Methods : The system is comprised of an implantable cannula and tether system, a pressure sensor, a micropump, and a flow restrictor. MATLAB was used to create a model of the eye and simulate the device to verify theory and optimize the feedback algorithm. The device pressure calibration and resistance were measured daily over a month to check for drift. Bench testing was conducted with an inline flow meter to verify flow rates produced by the device. The device was then tested on rats anesthetized with ketamine and xylazine using one of two paradigms (constant flow or feedback-controlled flow) to measure outflow facility. Finally, the system was deployed in an awake rat to demonstrate proof of concept.

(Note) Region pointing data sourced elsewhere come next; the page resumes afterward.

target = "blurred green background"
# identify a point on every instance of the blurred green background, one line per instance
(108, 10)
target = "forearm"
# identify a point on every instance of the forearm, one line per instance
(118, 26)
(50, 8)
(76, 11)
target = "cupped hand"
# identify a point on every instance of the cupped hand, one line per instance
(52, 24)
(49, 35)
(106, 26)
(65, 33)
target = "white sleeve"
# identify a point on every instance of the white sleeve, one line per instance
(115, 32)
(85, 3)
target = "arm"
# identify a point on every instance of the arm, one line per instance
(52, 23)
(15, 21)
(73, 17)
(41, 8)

Results : The device showed no drift in flow-restrictor resistance, pressure generation, or pressure sensor readings over 30+ days when subjected to flow rates between 0 and 2 ul/min. It was bench tested with a small-diameter cannula and reported an outflow facility of 1.109 ± 0.041 ul/min/mmHg, which was not significantly different from the value of 1.134 ± 0.094 ul/min/mmHg measured using a commercial pump. MATLAB simulations indicated a feedback control algorithm would allow for over 5X faster measurements and later confirmed during testing in anesthetized animals. When tested on anesthetized rats utilizing the feedback algorithm, mean outflow facility was 0.0228 +/- 0.003 ul/min/mmHg as measured by the device and 0.0233 +/- 0.0032 ul/min/mmHg as measured with an inline flowmeter (N=14, p=0.29). In the awake animal (n=2) a diurnal rhythm was recorded, with outflow facility lowest at night (~0.01ul.min/mmHg) and highest during the day (~0.025 ul/min/mmHg).

Conclusions : The system displayed reliability in outflow facility measurements over multiple weeks and can be used to study outflow facility in conscious freely-moving rats. The feedback algorithm provides an increased temporal resolution.

This is a 2021 ARVO Annual Meeting abstract.